In reality, our resistance was having little effect. I no longer believed in what I was doing, and that scared me, too.

I kept going, but reality was stronger than I was. Every time I went out of the door, I was hoping, deep in my heart, that I’d never have to return. I didn’t even care if I had a car accident and ended up in the hospital.

I did my best, though. I cranked out the news sheets and delivered them on schedule every time. Then one night I ground to a halt, just like the stencil machine. I just couldn’t take it any more.

• • •

I explained the situation to my contact person. He didn’t understand. I had the feeling that he was looking at me with contempt. He must have thought I was trying to save my own skin, now that things had got dangerous.

I told him that our resistance was ineffective, that we should accept the fact that the mullahs had won and save our strength for later. As much as I believed in the party and was prepared to sacrifice myself, I had to conclude that our current methods weren’t working.

He said he would pass my advice on to the central committee.

A week later I heard what I expected to hear: the committee didn’t agree. If I wanted to quit, my name would be put on the non-active list and I would have to sever all ties with the party.

Sever all ties? That wasn’t what I wanted. I couldn’t opt for a safe life while my comrades continued to battle the mullahs. How could I just sit there, comfortably watching TV with my wife and child, while an imam announced that “The police have arrested the last of God’s enemies. A stencil machine was found in their hiding place.”

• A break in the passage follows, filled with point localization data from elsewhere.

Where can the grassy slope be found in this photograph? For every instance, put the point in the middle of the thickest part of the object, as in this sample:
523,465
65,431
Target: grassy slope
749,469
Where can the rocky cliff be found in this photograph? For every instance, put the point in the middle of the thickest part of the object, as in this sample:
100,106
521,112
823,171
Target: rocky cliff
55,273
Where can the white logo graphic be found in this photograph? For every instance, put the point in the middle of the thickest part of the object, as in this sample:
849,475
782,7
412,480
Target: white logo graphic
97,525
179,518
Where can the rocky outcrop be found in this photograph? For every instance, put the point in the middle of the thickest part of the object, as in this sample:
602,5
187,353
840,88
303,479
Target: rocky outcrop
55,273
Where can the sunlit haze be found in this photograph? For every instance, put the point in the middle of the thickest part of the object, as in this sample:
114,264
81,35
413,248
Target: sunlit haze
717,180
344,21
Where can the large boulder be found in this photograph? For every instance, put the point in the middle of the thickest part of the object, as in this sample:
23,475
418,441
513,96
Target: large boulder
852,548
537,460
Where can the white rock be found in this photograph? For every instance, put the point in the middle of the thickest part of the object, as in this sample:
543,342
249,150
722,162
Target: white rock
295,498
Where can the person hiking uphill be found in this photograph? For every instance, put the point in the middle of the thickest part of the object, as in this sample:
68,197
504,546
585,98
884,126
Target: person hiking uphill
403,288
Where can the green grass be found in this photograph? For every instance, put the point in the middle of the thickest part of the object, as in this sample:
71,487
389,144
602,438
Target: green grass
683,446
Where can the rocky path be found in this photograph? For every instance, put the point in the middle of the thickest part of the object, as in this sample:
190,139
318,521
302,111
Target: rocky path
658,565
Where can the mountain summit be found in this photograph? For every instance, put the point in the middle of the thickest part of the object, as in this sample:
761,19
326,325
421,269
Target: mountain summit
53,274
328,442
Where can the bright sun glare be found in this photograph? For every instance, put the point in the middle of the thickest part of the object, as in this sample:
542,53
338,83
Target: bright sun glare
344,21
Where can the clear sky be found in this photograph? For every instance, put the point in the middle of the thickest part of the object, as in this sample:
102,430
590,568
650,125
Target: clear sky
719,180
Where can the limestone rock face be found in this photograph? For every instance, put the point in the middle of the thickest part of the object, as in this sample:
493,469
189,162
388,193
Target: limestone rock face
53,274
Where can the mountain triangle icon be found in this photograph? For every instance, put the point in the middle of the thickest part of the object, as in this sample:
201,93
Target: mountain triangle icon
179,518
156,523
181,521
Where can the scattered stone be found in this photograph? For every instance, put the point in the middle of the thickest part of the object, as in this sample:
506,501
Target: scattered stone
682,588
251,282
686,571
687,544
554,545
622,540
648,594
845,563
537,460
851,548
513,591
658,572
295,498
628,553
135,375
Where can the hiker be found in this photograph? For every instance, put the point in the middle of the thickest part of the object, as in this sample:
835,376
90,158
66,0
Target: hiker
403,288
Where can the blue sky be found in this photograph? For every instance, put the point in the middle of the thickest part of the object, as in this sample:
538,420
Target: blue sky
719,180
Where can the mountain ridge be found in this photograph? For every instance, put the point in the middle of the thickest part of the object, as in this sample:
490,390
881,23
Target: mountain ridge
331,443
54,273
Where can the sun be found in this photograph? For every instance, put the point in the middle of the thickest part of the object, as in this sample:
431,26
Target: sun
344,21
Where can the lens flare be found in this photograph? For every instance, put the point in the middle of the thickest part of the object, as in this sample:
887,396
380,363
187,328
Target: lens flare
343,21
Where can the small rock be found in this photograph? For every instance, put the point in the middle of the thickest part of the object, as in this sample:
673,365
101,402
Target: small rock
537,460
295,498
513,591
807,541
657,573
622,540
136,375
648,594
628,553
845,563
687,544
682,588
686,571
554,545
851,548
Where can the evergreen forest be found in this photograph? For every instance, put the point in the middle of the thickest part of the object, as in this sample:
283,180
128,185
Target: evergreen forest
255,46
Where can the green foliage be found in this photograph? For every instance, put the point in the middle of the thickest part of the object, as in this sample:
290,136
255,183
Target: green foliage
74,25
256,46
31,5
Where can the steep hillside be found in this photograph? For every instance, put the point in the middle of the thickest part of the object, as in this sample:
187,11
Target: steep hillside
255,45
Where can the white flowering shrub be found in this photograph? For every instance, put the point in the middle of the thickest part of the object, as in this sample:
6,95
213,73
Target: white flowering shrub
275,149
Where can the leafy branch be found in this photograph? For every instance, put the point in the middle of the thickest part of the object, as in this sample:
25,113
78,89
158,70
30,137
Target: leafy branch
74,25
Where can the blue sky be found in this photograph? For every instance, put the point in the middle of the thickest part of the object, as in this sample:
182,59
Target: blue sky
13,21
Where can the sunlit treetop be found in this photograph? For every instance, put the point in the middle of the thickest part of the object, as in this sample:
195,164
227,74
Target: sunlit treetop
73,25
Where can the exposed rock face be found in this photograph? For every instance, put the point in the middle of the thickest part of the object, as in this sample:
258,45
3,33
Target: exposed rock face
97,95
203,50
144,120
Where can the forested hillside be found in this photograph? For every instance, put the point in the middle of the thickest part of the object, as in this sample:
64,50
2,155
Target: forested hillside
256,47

It was too late for me to lead an ordinary, bourgeois life. My comrades were right: we had to say no to the mullahs who had brought the Iranian people to their knees. We had to say no, to shout no! Even if no one heard us now, because sooner or later we would be heard.

Now that I had made my opinion known to the party, I felt better. I went back to work.

   

Six weeks later, I drove to the usual place to deliver the news sheets to my contact person, but he didn’t turn up. He was supposed to be waiting for me by the phone box in the loading zone behind the Tehran bazaar.

Normally, when I saw him, I parked my car in the lorry-loading
area, got out and opened the boot, as if I were an ordinary businessman. My contact person then wheeled a cart over to the car and took the boxes from me.

This time, however, he wasn’t there. I drove around the car park for a second time, just to make sure. There was still no sign of him.

Yesterday afternoon, everything had been OK. The word
salaam
had been written on the fence. If something had happened, it must have happened after that.